ミレイユの邸宅 その8

 部屋の中に鎮痛な静けさが広がった。

 ヴァレネオの悔しげに歪んだ顔を見れば、誰もが言葉を発せられない。只でさえ温度の低い地下室が、更に寒々しく感じられた。


 ミレイユもまた苦々しく思いながら、溜め息を吐きたいところを、グッと堪える。

 何よりも思うところが強いのは、このヴァレネオだろう。もしも、を考えずにはいられまい。その武具を自分が使えていたら、或いは敵の手に渡っていなければ――。


 今更の事だと分かっていても、悔やむ気持ちは湧き上がって来るに違いない。

 それはミレイユにとっても同じ事だ。

 無防備に、自分には必要ないからと投げ捨てた。それが誰かの手に渡り、誰かが利用するなど考えもしなかった。


 何故なら当時、ミレイユは未だゲームの世界にいると思い込んでいたからだ。それがこの世界に与える影響など、思慮の端にも上がっていなかった。

 問題の火種になる可能性など、最初から一つとして考えていない。

 その事を今更ながらに考えてしまえば、今度こそ溜め息を抑える事は出来なかった。


 痛いほどの沈黙の中、ミレイユの小さな息を吐く音が響く。

 それに反応したユミルが口を開いた。


「……アンタ、自分の所為だとか言い始めないでしょうね」

「全く無しとも言えないだろう。ヴァレネオの話を聞く限り、ここの神具が利用されたのは間違いない」

「そうだとしても、だからと自分を責める必要ある? そもそもが神の意志、ここに武具があるから利用せよ、それから都市を奪還し返せ、そんな指示が多分あったんでしょ? ここに何も無かったとしても、それならそれで直接下賜するなり、何か別の方法が取られていたに違いないんだから」


 結果として見るだけなら、都市の奪還は覆らなかっただろう。

 ユミルの言い分に納得は出来る。
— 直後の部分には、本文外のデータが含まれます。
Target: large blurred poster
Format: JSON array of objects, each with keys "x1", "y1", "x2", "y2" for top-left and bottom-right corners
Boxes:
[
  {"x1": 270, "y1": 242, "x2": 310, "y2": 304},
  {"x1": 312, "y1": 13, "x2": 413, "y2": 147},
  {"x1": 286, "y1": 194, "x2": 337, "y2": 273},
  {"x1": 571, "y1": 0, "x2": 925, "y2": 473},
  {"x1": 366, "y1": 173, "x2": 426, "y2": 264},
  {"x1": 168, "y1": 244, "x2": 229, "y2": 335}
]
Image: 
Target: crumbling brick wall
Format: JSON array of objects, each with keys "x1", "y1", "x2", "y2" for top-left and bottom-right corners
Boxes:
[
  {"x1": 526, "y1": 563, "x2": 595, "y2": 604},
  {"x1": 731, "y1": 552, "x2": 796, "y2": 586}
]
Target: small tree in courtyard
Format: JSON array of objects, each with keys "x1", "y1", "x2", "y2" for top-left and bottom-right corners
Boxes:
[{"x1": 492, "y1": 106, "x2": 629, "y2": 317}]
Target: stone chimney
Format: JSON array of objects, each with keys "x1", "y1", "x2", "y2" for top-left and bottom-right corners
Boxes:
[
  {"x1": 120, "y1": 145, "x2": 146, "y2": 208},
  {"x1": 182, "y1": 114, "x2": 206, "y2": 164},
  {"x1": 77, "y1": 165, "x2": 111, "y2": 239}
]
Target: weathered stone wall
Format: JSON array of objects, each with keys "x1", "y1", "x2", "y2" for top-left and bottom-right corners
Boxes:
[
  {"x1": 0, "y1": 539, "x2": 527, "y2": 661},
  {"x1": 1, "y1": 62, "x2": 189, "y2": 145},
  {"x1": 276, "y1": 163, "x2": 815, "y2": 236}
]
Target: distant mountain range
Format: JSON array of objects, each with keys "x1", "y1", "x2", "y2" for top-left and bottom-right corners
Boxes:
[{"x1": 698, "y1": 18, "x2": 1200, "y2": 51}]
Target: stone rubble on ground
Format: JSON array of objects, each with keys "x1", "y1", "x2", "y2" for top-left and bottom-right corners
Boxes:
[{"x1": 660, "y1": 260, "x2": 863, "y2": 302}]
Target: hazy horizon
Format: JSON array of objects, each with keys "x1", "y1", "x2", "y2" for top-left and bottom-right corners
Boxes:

神々としては、都市をエルフに不法占拠されているような心境だ。神々が望む形か、それに沿う形で支配してくれる王が、その座に座って居て貰わなければならないのだから。


 エルフが奪還を成功させた時点で、それを取り上げるのは、決定事項だったと思われる。

 そこにミレイユの残した神具があろうとなかろうと、その結末には変わりない。順序立てて考えれば、それも理解できる。


 しかし、当事者であるヴァレネオとしては、簡単に割り切れる問題でもないだろう。

 ミレイユが視線を向けると、ルチアもまた気遣わし気な視線を向けていて、その背に手を当てていた。ルチアは何の言葉を発しないが、その悔恨を分かち合いたいと思っているのは伝わってくる。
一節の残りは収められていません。